Weber M, Buceta J - BMC Syst Biol (2011)

Bottom Line: The interplay between noisy sources and the communication process produces a repertoire of dynamics that depends on the diffusion rate.Importantly, the total noise shows a non-monotonic behavior as a function of the diffusion rate.QS systems seems to avoid values of the diffusion that maximize the total noise.

View Article: PubMed Central - HTML - PubMed

Affiliation: Computer Simulation and Modelling (Co.S.Mo.) Lab, Parc Científic de Barcelona, C/Baldiri Reixac 10-12, Barcelona 08028, Spain.

ABSTRACT

Background: Cells must face the ubiquitous presence of noise at the level of signaling molecules. The latter constitutes a major challenge for the regulation of cellular functions including communication processes. In the context of prokaryotic communication, the so-called quorum sensing (QS) mechanism relies on small diffusive molecules that are produced and detected by cells.

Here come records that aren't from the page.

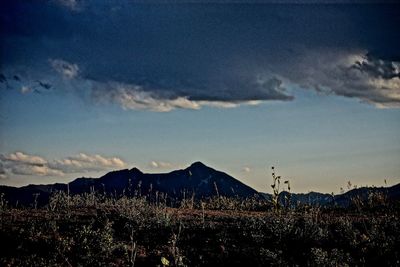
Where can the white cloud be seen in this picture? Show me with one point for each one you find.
(246, 169)
(23, 158)
(20, 163)
(160, 164)
(66, 69)
(85, 163)
(133, 97)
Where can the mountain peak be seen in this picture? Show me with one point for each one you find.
(198, 164)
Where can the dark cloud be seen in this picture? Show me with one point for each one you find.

This poses the intriguing question of how bacteria cope with the fluctuations for setting up a reliable information exchange.

Results: We present a stochastic model of gene expression that accounts for the main biochemical processes that describe the QS mechanism close to its activation threshold. Within that framework we study, both numerically and analytically, the role that diffusion plays in the regulation of the dynamics and the fluctuations of signaling molecules. In addition, we unveil the contribution of different sources of noise, intrinsic and transcriptional, in the QS mechanism.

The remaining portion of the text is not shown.